The earliest documented existence of Trabocchi dates back to the 18th century, but it probably goes back to Phoenician times. “What is sure is that they were invented by farmers and not by fishermen…. ‘La fame spinge il lupo fuori dalla tana!’(hunger forces a wolf out of his den,) so our ancestors understood that when the crop was poor, they could also harvest the ‘fruits of the sea’ and came up with a system that was safe and easy for them.”
The trabocco, is a platform, usually built using beams of oak, spruce and Aleppo pine. It is connected to the coast by a bridge, and is characterized by long arms called antenne. These antenne stretch out, suspended some meters above the sea and support a narrow-meshed net called trabocchetto (trap). The fishermen retrieve the fish from the bottom of the net while it is still lying in the water using a long sieve like a scoop.
Before World War II, 4 to 5 families could live on the catch from a trabocco. Now these structures have simply become a cultural symbol of the area with no economic function save as a tourist attraction. Many however, have become restaurants that welcome curious guests or simply those who are pescetarians and love a good meal of freshly caught fish.
It was well past midday when we were seated, a group of 11 of us, at a long rustic table, on the Trabocco Pesce Palombo. On the old timber wall at the entrance, pictures of various movie stars and other celebrities proclaimed its already well-established reputation.

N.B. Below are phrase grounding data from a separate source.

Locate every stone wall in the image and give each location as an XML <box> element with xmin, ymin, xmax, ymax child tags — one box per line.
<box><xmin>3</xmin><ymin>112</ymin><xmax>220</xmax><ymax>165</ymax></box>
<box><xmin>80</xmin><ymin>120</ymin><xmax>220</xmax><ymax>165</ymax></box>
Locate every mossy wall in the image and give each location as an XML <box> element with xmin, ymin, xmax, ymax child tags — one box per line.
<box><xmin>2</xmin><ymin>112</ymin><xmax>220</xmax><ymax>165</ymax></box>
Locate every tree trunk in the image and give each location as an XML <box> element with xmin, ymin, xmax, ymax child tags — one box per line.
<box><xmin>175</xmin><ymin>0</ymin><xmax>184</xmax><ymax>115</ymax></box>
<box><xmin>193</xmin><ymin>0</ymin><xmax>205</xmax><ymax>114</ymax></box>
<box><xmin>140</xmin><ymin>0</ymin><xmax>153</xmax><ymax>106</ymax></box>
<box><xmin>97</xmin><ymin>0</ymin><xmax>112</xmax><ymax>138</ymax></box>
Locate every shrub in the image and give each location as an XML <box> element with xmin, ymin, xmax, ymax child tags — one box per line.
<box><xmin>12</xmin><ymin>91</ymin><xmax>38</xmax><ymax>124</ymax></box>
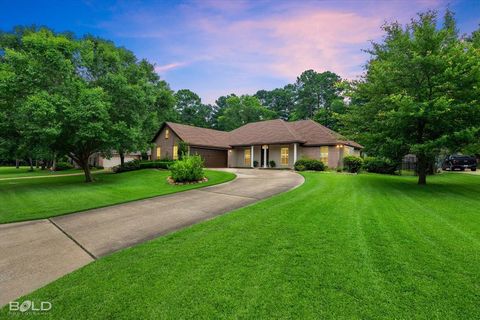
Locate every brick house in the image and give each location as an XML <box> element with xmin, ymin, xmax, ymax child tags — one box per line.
<box><xmin>151</xmin><ymin>119</ymin><xmax>362</xmax><ymax>168</ymax></box>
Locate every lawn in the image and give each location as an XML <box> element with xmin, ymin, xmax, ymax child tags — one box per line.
<box><xmin>0</xmin><ymin>166</ymin><xmax>88</xmax><ymax>179</ymax></box>
<box><xmin>3</xmin><ymin>172</ymin><xmax>479</xmax><ymax>319</ymax></box>
<box><xmin>0</xmin><ymin>169</ymin><xmax>235</xmax><ymax>224</ymax></box>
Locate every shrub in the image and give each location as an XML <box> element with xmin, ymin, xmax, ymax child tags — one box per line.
<box><xmin>343</xmin><ymin>156</ymin><xmax>363</xmax><ymax>173</ymax></box>
<box><xmin>170</xmin><ymin>155</ymin><xmax>204</xmax><ymax>182</ymax></box>
<box><xmin>54</xmin><ymin>162</ymin><xmax>74</xmax><ymax>171</ymax></box>
<box><xmin>269</xmin><ymin>160</ymin><xmax>276</xmax><ymax>168</ymax></box>
<box><xmin>253</xmin><ymin>160</ymin><xmax>259</xmax><ymax>167</ymax></box>
<box><xmin>139</xmin><ymin>160</ymin><xmax>174</xmax><ymax>169</ymax></box>
<box><xmin>294</xmin><ymin>159</ymin><xmax>325</xmax><ymax>171</ymax></box>
<box><xmin>295</xmin><ymin>164</ymin><xmax>306</xmax><ymax>171</ymax></box>
<box><xmin>95</xmin><ymin>165</ymin><xmax>104</xmax><ymax>170</ymax></box>
<box><xmin>178</xmin><ymin>141</ymin><xmax>189</xmax><ymax>160</ymax></box>
<box><xmin>112</xmin><ymin>159</ymin><xmax>141</xmax><ymax>173</ymax></box>
<box><xmin>362</xmin><ymin>157</ymin><xmax>397</xmax><ymax>174</ymax></box>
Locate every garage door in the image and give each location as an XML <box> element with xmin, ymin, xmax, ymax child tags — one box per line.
<box><xmin>190</xmin><ymin>147</ymin><xmax>228</xmax><ymax>168</ymax></box>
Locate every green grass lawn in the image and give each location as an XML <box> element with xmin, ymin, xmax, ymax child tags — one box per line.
<box><xmin>0</xmin><ymin>169</ymin><xmax>235</xmax><ymax>224</ymax></box>
<box><xmin>0</xmin><ymin>166</ymin><xmax>88</xmax><ymax>179</ymax></box>
<box><xmin>3</xmin><ymin>172</ymin><xmax>479</xmax><ymax>319</ymax></box>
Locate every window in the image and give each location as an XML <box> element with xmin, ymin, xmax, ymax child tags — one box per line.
<box><xmin>173</xmin><ymin>145</ymin><xmax>178</xmax><ymax>160</ymax></box>
<box><xmin>165</xmin><ymin>129</ymin><xmax>170</xmax><ymax>139</ymax></box>
<box><xmin>320</xmin><ymin>146</ymin><xmax>329</xmax><ymax>164</ymax></box>
<box><xmin>244</xmin><ymin>149</ymin><xmax>251</xmax><ymax>166</ymax></box>
<box><xmin>156</xmin><ymin>147</ymin><xmax>161</xmax><ymax>158</ymax></box>
<box><xmin>281</xmin><ymin>147</ymin><xmax>289</xmax><ymax>165</ymax></box>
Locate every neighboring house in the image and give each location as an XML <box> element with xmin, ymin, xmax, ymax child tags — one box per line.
<box><xmin>151</xmin><ymin>119</ymin><xmax>362</xmax><ymax>169</ymax></box>
<box><xmin>89</xmin><ymin>151</ymin><xmax>146</xmax><ymax>169</ymax></box>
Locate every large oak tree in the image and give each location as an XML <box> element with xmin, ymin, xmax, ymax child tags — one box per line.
<box><xmin>342</xmin><ymin>10</ymin><xmax>480</xmax><ymax>184</ymax></box>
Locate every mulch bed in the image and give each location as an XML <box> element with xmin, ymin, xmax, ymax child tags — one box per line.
<box><xmin>167</xmin><ymin>176</ymin><xmax>208</xmax><ymax>185</ymax></box>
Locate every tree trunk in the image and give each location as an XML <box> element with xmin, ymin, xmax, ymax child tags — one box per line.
<box><xmin>417</xmin><ymin>155</ymin><xmax>427</xmax><ymax>185</ymax></box>
<box><xmin>36</xmin><ymin>159</ymin><xmax>39</xmax><ymax>168</ymax></box>
<box><xmin>51</xmin><ymin>152</ymin><xmax>57</xmax><ymax>171</ymax></box>
<box><xmin>29</xmin><ymin>158</ymin><xmax>34</xmax><ymax>172</ymax></box>
<box><xmin>15</xmin><ymin>159</ymin><xmax>20</xmax><ymax>169</ymax></box>
<box><xmin>71</xmin><ymin>154</ymin><xmax>94</xmax><ymax>183</ymax></box>
<box><xmin>119</xmin><ymin>150</ymin><xmax>125</xmax><ymax>167</ymax></box>
<box><xmin>82</xmin><ymin>163</ymin><xmax>93</xmax><ymax>183</ymax></box>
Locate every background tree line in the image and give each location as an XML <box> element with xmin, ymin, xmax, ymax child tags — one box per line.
<box><xmin>172</xmin><ymin>69</ymin><xmax>346</xmax><ymax>132</ymax></box>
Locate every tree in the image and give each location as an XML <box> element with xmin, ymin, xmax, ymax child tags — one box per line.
<box><xmin>255</xmin><ymin>84</ymin><xmax>296</xmax><ymax>120</ymax></box>
<box><xmin>0</xmin><ymin>28</ymin><xmax>115</xmax><ymax>181</ymax></box>
<box><xmin>0</xmin><ymin>27</ymin><xmax>79</xmax><ymax>171</ymax></box>
<box><xmin>313</xmin><ymin>98</ymin><xmax>347</xmax><ymax>131</ymax></box>
<box><xmin>342</xmin><ymin>10</ymin><xmax>480</xmax><ymax>184</ymax></box>
<box><xmin>217</xmin><ymin>95</ymin><xmax>277</xmax><ymax>131</ymax></box>
<box><xmin>293</xmin><ymin>70</ymin><xmax>342</xmax><ymax>120</ymax></box>
<box><xmin>211</xmin><ymin>93</ymin><xmax>236</xmax><ymax>129</ymax></box>
<box><xmin>55</xmin><ymin>84</ymin><xmax>113</xmax><ymax>182</ymax></box>
<box><xmin>0</xmin><ymin>27</ymin><xmax>178</xmax><ymax>180</ymax></box>
<box><xmin>80</xmin><ymin>37</ymin><xmax>170</xmax><ymax>166</ymax></box>
<box><xmin>174</xmin><ymin>89</ymin><xmax>212</xmax><ymax>128</ymax></box>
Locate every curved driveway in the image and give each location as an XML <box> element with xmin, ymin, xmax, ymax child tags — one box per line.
<box><xmin>0</xmin><ymin>168</ymin><xmax>303</xmax><ymax>306</ymax></box>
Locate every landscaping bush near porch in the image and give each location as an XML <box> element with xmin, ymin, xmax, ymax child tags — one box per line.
<box><xmin>343</xmin><ymin>156</ymin><xmax>363</xmax><ymax>173</ymax></box>
<box><xmin>294</xmin><ymin>159</ymin><xmax>325</xmax><ymax>171</ymax></box>
<box><xmin>170</xmin><ymin>155</ymin><xmax>204</xmax><ymax>182</ymax></box>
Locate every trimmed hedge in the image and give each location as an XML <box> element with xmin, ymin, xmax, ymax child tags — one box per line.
<box><xmin>55</xmin><ymin>162</ymin><xmax>74</xmax><ymax>171</ymax></box>
<box><xmin>112</xmin><ymin>160</ymin><xmax>141</xmax><ymax>173</ymax></box>
<box><xmin>170</xmin><ymin>155</ymin><xmax>204</xmax><ymax>182</ymax></box>
<box><xmin>343</xmin><ymin>156</ymin><xmax>363</xmax><ymax>173</ymax></box>
<box><xmin>139</xmin><ymin>160</ymin><xmax>174</xmax><ymax>169</ymax></box>
<box><xmin>294</xmin><ymin>159</ymin><xmax>325</xmax><ymax>171</ymax></box>
<box><xmin>363</xmin><ymin>157</ymin><xmax>397</xmax><ymax>174</ymax></box>
<box><xmin>112</xmin><ymin>160</ymin><xmax>175</xmax><ymax>173</ymax></box>
<box><xmin>269</xmin><ymin>160</ymin><xmax>276</xmax><ymax>168</ymax></box>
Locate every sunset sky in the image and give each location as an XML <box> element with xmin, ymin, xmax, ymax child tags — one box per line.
<box><xmin>1</xmin><ymin>0</ymin><xmax>479</xmax><ymax>103</ymax></box>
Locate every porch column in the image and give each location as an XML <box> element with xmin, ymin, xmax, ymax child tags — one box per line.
<box><xmin>263</xmin><ymin>145</ymin><xmax>267</xmax><ymax>168</ymax></box>
<box><xmin>293</xmin><ymin>143</ymin><xmax>297</xmax><ymax>165</ymax></box>
<box><xmin>250</xmin><ymin>145</ymin><xmax>254</xmax><ymax>168</ymax></box>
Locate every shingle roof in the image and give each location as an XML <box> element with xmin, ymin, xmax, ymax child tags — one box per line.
<box><xmin>229</xmin><ymin>119</ymin><xmax>305</xmax><ymax>146</ymax></box>
<box><xmin>154</xmin><ymin>119</ymin><xmax>363</xmax><ymax>149</ymax></box>
<box><xmin>166</xmin><ymin>122</ymin><xmax>231</xmax><ymax>149</ymax></box>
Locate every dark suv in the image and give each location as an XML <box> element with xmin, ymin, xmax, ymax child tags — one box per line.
<box><xmin>442</xmin><ymin>155</ymin><xmax>477</xmax><ymax>171</ymax></box>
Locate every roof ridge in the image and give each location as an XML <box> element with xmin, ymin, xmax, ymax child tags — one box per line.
<box><xmin>282</xmin><ymin>120</ymin><xmax>304</xmax><ymax>141</ymax></box>
<box><xmin>306</xmin><ymin>119</ymin><xmax>346</xmax><ymax>140</ymax></box>
<box><xmin>167</xmin><ymin>122</ymin><xmax>228</xmax><ymax>134</ymax></box>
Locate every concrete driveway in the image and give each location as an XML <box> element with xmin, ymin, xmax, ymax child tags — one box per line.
<box><xmin>0</xmin><ymin>169</ymin><xmax>303</xmax><ymax>306</ymax></box>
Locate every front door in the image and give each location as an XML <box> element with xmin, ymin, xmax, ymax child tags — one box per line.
<box><xmin>260</xmin><ymin>147</ymin><xmax>269</xmax><ymax>167</ymax></box>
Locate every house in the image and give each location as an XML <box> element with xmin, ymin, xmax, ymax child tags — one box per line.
<box><xmin>151</xmin><ymin>119</ymin><xmax>362</xmax><ymax>169</ymax></box>
<box><xmin>86</xmin><ymin>151</ymin><xmax>146</xmax><ymax>169</ymax></box>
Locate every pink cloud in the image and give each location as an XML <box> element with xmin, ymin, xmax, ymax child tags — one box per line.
<box><xmin>154</xmin><ymin>62</ymin><xmax>187</xmax><ymax>73</ymax></box>
<box><xmin>184</xmin><ymin>0</ymin><xmax>446</xmax><ymax>80</ymax></box>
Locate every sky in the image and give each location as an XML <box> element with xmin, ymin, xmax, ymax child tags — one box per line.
<box><xmin>1</xmin><ymin>0</ymin><xmax>479</xmax><ymax>103</ymax></box>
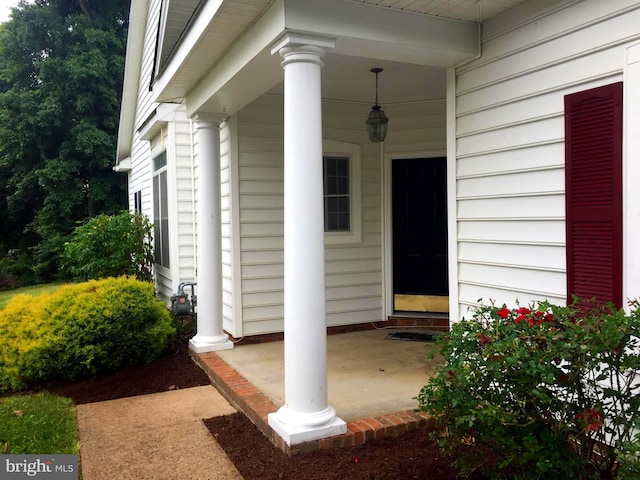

A refreshing and salty breeze caught at my nostrils. Looking out to the sea a white bird perched on one of the antennae jutting out from the palafitta we sat on. I couldn’t resist the click of my camera to capture the attentive watch of this bird over the cast nets. The backdrop of a perfect azure sky completed the image I had created in my head of sitting aboard the Jolly Roger, a bird sitting on the bowsprit—the spar extending forward from the vessel’s prow, and Captain Cook ready to give the order to set sail.
The order I heard muffled in the background of my musings was the voice of one of our men telling us to take our seat as the fish was ready to be served. Soon, out came paper cones filled with delicately fried Adriatic anchovies (Cartoccio di Alici), shrimp with broad beans, (Gamberi con Fave), mackerel with cherry tomatoes and olives (Sgombro di pomodorini e olive), Pamlombo fish with saffron and aubergines (Pesce Palombo, zafferano e melanzane); and this was just the antipasto!
The Primi, no less exotic-sounding were a medley of flavours from the sea and colours of of this coastal region. They were bountiful and varied, and kept coming until we pleaded defeat and asked to be spared from the dessert.
A plate of ‘bocconotti’, Abruzzo’s seductive rustic little morsels, with their scalloped buttery shells and a lovely chocolate and nut filling cocooned within, somehow made their way to our table.
We ate abundantly that day, together, at a long table on a “trabocco”, being gently rocked by the rhythmic pulse of the Adriatic. We laughed, and spoke much too loudly; kept repeating the mantra of “what a beautiful place”, and finally, spent and satiated, we toasted with an amaro to friendship.